The article "prediction of Wine Quality Using Machine Learning" states that it used the red wine dataset. Paragraph 2.1 mentions that the dataset contains 4898 entries. When examing the datasets, this number corresponds to the white wine dataset. This confusion in consistent throughout the article. From this point on the white wine dataset will be used, eventhough the article states that the red wine dataset is used.

In [None]:
from tabnanny import verbose

# used libraries
import pandas as pd
import numpy as np
import matplotlib.pyplot as plt
import tensorflow as tf
from shap import initjs

print(tf.__version__)
from sklearn.preprocessing import StandardScaler
from sklearn.model_selection import train_test_split
from keras.layers import Dense, Input
from sklearn.metrics import mean_squared_error, mean_absolute_percentage_error
from scipy.stats import pearsonr
from keras.optimizers import Adam

In [None]:
#import the winequality dataset

# Define the relative path to the CSV file
relative_path = 'wine+quality/winequality-white.csv'
# Read the CSV file using pandas
wine_df = pd.read_csv(relative_path, delimiter=';')

scaler = StandardScaler()
wine_scaled_df = pd.DataFrame(scaler.fit_transform(wine_df), columns=wine_df.columns)

X = wine_scaled_df.drop('quality', axis=1)
y = wine_df['quality']

len(X)


Feature scaling was applied using standardization. Following code standardizes the dataset.

Create the train, validation and test set from the original data set

In [None]:
# Step 1: Split the data into training and temporary sets
# The training set will contain 60% of the data, and the temporary set will contain 40% of the data
X_train, X_temp, y_train, y_temp = train_test_split(X, y, test_size=0.4, random_state=1)

# Step 1: Split the data into training and temporary sets
# The training set will contain 60% of the data, and the temporary set will contain 40% of the data
X_test, X_validate, y_test, y_validate = train_test_split(X_temp, y_temp, test_size=0.5, random_state=1)

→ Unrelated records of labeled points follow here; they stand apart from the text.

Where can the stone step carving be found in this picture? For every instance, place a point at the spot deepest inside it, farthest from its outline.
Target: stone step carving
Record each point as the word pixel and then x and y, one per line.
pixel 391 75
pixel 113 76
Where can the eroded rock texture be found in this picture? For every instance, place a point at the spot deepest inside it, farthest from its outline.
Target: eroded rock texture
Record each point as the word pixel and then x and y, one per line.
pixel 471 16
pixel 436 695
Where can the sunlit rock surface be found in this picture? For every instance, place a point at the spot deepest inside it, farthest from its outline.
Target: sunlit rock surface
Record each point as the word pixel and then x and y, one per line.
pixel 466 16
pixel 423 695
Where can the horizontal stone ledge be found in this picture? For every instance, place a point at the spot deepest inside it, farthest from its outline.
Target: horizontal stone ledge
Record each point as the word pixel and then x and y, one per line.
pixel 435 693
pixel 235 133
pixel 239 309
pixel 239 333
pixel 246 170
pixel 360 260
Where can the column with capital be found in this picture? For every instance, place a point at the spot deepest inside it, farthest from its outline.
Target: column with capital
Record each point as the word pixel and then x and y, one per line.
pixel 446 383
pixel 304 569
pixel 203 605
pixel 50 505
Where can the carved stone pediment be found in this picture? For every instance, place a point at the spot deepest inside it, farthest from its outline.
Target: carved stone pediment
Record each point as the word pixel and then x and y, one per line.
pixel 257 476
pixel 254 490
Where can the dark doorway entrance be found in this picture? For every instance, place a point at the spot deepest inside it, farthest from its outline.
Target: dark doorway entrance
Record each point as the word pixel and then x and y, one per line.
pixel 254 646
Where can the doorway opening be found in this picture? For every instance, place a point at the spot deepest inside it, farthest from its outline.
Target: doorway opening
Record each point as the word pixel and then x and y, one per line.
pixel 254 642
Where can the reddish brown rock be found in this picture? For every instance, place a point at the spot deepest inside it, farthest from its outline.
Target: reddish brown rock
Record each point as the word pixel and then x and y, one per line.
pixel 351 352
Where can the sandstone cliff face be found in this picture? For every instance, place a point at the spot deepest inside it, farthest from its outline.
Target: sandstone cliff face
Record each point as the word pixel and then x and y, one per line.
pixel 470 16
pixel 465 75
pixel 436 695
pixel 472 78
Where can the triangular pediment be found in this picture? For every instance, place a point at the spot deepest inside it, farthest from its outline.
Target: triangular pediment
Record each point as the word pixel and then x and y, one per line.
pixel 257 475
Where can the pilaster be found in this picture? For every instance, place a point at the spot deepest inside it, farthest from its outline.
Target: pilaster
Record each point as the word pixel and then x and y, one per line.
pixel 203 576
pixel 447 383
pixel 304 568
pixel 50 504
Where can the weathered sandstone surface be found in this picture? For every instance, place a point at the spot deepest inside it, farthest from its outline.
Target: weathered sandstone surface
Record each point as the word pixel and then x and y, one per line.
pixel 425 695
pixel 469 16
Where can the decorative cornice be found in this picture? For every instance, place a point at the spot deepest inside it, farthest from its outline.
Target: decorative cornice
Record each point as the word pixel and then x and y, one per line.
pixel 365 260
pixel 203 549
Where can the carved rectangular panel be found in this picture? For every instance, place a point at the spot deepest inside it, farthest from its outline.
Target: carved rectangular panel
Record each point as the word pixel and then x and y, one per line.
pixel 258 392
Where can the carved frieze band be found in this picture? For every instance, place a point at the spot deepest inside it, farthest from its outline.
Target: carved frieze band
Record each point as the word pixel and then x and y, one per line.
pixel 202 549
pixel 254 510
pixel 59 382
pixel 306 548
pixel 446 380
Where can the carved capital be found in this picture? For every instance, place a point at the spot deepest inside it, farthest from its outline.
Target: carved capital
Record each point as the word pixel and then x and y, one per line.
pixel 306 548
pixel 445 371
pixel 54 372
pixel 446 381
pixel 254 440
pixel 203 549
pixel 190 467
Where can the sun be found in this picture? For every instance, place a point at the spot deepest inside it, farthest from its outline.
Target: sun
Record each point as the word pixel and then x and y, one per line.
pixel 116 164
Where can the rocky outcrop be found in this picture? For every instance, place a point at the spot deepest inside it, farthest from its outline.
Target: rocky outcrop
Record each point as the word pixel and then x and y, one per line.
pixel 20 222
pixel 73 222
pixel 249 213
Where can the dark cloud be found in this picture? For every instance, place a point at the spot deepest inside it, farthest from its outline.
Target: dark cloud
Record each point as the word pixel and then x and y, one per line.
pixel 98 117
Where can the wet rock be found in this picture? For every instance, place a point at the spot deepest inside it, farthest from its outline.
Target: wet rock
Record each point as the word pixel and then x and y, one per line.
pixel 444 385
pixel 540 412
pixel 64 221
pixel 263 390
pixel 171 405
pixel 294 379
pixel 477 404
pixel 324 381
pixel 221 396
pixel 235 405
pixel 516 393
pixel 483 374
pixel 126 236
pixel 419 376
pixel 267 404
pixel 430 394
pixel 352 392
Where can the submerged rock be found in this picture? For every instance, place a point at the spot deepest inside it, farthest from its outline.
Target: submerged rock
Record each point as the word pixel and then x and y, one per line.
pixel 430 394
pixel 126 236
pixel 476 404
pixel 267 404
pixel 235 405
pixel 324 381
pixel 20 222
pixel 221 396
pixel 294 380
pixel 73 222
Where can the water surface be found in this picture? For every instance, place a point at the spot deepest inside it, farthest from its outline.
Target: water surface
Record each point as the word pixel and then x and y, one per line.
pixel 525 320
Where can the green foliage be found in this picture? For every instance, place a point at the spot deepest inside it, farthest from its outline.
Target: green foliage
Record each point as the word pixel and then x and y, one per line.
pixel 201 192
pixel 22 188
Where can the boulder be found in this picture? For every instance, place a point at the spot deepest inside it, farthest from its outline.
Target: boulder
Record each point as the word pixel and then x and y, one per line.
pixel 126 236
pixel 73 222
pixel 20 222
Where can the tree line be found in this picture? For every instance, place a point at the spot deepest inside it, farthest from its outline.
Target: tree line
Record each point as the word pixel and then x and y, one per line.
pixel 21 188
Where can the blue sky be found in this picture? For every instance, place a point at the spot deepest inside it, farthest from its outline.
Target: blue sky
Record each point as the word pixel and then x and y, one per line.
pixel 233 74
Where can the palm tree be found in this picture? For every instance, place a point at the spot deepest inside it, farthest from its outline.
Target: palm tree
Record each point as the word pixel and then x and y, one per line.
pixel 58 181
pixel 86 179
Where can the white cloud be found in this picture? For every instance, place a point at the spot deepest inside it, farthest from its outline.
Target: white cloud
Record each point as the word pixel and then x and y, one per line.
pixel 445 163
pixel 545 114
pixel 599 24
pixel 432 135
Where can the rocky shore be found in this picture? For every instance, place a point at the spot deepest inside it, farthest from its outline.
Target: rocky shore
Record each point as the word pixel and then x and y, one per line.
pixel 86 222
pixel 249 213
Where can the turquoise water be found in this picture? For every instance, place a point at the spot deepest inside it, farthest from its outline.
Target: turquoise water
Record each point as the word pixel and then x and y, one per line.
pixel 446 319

print(f'Original set and target shape: {X.shape} {y.shape}')
print(f'Training set and target shape: {X_train.shape} {y_train.shape}')
print(f'Validation set and target shape: {X_validate.shape} {y_validate.shape}')
print(f'Test set and target shape: {X_test.shape} {y_test.shape}')


Create a ANN model with:
- 1 input layer with 11 neurons
- 3 hidden layers with 15 neurons
- 1 output layer with 1 neuron

In [None]:
# Initialize the Sequential model
model = tf.keras.Sequential()
# model = Sequential()

#add layers
model.add(Input(shape=(11,))) # input layer
model.add(Dense(15, activation='relu')) # first hidden layer
model.add(Dense(15, activation='relu')) # second hidden layer
model.add(Dense(15, activation='relu')) # third hidden layer
model.add(Dense(1, activation='linear')) # Output layer

# Compile the model with mean squared error loss and Adam optimizer
# Also include mean squared error, mean absolute error, and mean absolute percentage error as metrics
model.compile(loss='mse', optimizer='adam', metrics=['mean_squared_error', 'mean_absolute_error', 'mean_absolute_percentage_error'])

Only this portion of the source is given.